Contractors building single or multiple home developments can take several steps to reduce their risks in today's litigious market.
Preconstruction


  • Design carefully. Peer review all documents, and standardize details to those that have proven successful. Have superintendents, customer service, and vendors mark up the plans with their comments and criticisms.
  • Stick with what works and avoid untested products. Obtain samples of the products and critically analyze how each product will integrate with the others you use. Do not allow purchasing agents to select products without looping those recommendations back to the pre-construction team.
  • Good risk management includes a complete overhaul of legal contracts. Purchase contracts, subcontractor and vendor agreements, homeowner maintenance manual, and owners association documents are all critical. Hire a law firm that specializes in builder and contractor risk management or attend risk management seminars.
Construction








  • In production homes, think of the model as a prototype. When all rough trades are complete, walk the home with key personnel and the trade foremen to identify problems, allowing three to five days after inspection approval before covering the frame. 
  • Have an independent inspector, either trained by your company or brought in from outside, inspect the work, walking the site with the construction staff to alert them to potential trouble.
  • Prepare a series of detailed checklists that focus on likely failure points and complex areas of the home. Each checklist should be detailed enough to analyze the quality of a particular component specifically. Avoid checklists that simply say, check framing in favor of specific quality directives such as all PAHD hold-downs in place and nailed with 16d commons. Such a list allows less-skilled workers to assist in checking and verifying the quality of the home.
  • Invest in training and education, particularly where problems pop up. 
  • Try positive reinforcement as a tool to improve morale with your fellow workers. People will do a better job when their good work is appreciated and commended.
  • Document key construction features, such as waterproofing, drainage, and structural components. Also specify HVAC systems on the plans. Don't leave it to the trades to figure out what to put where. Photograph key features to verify that the work was completed per plans. 
  • Maintain good communication with the building team. Some builders fax corrections to subcontractors daily; others call them by radio whenever a problem is identified. Any written record of a problem must have written closure to complete the paper trail.
  • Keep the construction documents up to date, with all modifications verified on the construction site. Make sure all structural changes are forwarded to the building department and approved. Any significant changes to the building design or structural components should be documented in writing.
  • Performance-test the house envelope, HVAC, and ventilation systems to ensure compliance on all models, and every three to five homes thereafter.
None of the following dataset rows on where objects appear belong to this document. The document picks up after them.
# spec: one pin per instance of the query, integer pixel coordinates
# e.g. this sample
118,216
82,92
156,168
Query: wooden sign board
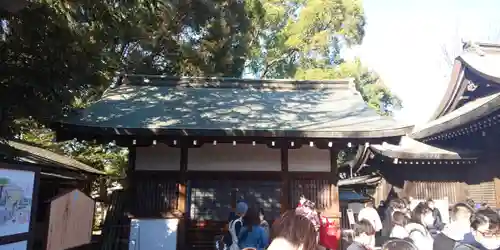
350,216
441,204
18,203
70,221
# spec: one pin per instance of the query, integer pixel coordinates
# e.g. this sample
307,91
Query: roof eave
66,131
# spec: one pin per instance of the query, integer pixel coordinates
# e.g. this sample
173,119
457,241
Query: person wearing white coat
370,214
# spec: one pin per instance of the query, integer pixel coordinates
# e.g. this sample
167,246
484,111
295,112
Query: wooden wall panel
310,159
154,198
483,193
229,157
70,221
319,191
455,191
160,157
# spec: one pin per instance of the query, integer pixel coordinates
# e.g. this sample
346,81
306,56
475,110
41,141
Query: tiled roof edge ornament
469,46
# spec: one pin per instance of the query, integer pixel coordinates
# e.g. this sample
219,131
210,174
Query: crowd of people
398,226
248,230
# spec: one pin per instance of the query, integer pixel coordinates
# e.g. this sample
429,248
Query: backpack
464,246
234,236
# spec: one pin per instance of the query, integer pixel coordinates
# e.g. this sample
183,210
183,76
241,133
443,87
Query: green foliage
4,181
302,39
61,55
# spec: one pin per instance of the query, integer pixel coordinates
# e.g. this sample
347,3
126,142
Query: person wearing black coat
437,225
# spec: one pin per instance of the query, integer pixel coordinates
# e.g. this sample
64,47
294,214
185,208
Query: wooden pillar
181,200
129,184
496,182
285,179
333,211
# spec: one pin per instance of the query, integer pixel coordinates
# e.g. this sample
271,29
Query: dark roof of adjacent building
411,149
24,153
156,105
480,59
463,116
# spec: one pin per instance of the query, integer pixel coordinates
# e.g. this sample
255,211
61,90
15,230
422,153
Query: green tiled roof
194,106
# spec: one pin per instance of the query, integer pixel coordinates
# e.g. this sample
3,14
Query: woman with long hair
417,229
399,244
252,235
398,226
293,231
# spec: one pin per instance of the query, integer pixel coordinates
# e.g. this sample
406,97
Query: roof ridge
228,82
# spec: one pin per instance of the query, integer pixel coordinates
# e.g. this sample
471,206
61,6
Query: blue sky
405,40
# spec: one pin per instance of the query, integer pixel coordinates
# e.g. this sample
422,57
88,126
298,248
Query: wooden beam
333,211
181,199
496,182
285,180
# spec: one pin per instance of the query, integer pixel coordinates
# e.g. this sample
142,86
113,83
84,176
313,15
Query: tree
61,55
303,39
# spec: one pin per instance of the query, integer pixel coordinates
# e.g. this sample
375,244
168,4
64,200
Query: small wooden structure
57,174
71,220
454,154
198,144
18,204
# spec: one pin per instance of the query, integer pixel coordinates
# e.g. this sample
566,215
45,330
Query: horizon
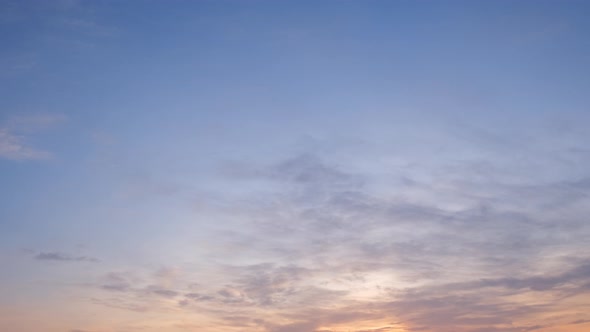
295,166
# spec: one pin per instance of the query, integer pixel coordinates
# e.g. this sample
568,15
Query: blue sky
294,166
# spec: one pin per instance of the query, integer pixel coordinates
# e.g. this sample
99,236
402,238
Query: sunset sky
295,166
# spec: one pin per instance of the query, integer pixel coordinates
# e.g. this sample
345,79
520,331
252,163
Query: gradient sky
295,166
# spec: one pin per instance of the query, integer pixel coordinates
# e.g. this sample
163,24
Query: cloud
55,256
17,131
14,147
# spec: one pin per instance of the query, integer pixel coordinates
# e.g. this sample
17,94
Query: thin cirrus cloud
61,257
17,131
362,166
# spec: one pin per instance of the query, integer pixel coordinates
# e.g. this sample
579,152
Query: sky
294,166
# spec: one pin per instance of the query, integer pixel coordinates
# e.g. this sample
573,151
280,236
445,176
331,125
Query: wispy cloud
61,257
16,133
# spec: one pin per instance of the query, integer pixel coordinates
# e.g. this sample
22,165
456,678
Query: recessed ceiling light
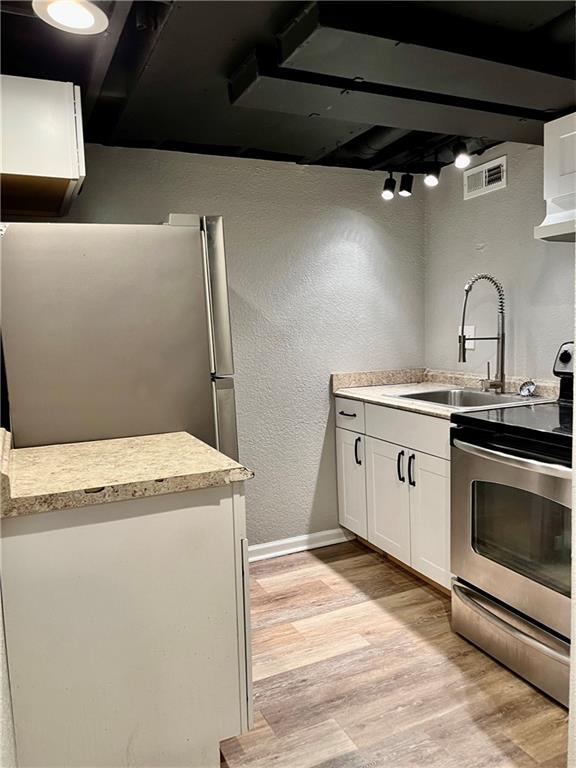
389,187
81,17
461,157
406,182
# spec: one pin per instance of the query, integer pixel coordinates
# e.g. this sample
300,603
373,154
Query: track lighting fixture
432,177
461,157
389,187
406,182
81,17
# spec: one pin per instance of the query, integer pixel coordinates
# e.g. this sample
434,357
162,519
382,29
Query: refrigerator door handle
225,417
217,295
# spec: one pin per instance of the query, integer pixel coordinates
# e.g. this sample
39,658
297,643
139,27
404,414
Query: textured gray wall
494,233
323,277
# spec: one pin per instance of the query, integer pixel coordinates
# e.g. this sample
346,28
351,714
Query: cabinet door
430,516
351,481
388,498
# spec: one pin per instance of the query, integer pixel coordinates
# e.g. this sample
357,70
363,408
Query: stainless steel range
511,508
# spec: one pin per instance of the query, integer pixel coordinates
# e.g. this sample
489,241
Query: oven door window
524,532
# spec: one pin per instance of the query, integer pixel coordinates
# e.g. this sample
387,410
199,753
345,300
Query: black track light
432,177
406,182
461,157
389,187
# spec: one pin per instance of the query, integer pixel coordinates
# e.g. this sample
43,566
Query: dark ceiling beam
310,45
140,33
258,85
103,54
419,23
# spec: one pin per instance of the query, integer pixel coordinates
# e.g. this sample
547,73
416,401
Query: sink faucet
499,382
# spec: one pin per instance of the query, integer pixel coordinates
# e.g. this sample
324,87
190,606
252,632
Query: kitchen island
125,589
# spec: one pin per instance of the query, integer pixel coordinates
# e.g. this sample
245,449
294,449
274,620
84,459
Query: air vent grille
485,178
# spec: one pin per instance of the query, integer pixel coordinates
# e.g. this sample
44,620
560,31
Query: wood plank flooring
355,666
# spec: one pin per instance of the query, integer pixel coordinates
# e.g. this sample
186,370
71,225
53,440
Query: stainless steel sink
466,398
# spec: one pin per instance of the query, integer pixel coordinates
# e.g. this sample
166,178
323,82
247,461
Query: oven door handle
553,470
466,596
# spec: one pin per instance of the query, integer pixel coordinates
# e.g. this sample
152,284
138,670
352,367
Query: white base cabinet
430,518
394,495
388,498
127,631
350,459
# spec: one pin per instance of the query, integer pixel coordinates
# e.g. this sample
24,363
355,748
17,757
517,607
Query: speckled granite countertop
389,395
80,474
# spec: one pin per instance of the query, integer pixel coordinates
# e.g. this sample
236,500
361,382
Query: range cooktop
549,422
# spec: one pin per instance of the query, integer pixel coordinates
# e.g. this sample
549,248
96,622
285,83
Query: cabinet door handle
411,461
399,469
356,444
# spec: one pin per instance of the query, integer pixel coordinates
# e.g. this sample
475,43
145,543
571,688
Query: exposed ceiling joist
260,86
311,46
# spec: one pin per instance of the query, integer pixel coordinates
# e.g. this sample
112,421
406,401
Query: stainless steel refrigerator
114,330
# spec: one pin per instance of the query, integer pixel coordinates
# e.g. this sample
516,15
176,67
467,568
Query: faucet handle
486,383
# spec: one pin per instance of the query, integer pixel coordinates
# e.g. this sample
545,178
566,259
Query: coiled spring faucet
499,382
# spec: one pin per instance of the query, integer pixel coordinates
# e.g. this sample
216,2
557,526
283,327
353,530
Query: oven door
510,525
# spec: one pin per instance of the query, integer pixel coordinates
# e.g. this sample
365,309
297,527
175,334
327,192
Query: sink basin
466,398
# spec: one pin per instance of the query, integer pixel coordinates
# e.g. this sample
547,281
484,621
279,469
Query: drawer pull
356,444
411,460
399,469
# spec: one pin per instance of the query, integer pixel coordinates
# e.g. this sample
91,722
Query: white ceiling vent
485,178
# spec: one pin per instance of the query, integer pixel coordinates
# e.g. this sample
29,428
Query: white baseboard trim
298,544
Repeat whenever a new subcontractor takes over to ensure consistent quality.
Postconstruction




  • It's more difficult to sue a friend, so customer service often becomes important for avoiding lawsuits. Homeowners are more likely to give builders another chance if they believe the builder is trying hard to fully resolve the problem. 
  • Jump on water intrusion and comfort problems immediately. Builders who wait more than a few days to fix problems lose some credibility with their customers.
  • Analyze how your work is performing under actual conditions. Visit your clients occasionally, or send them questionnaires to help identify what they like or dislike about their home (this is very important for all attached housing).
  • If a claim begins to turn nasty, hire outside experts to resolve the issue quickly. Clients lose faith in a builder who has made several unsuccessful attempts to fix something. 
  • Carefully track failures with good customer service software or databases. Know what works and what doesn't. This is important information to pass on to your design team in preparation for the next project. 

Stan Luhr is president of Pacific Property Consultants, a construction consulting firm in San Diego, California.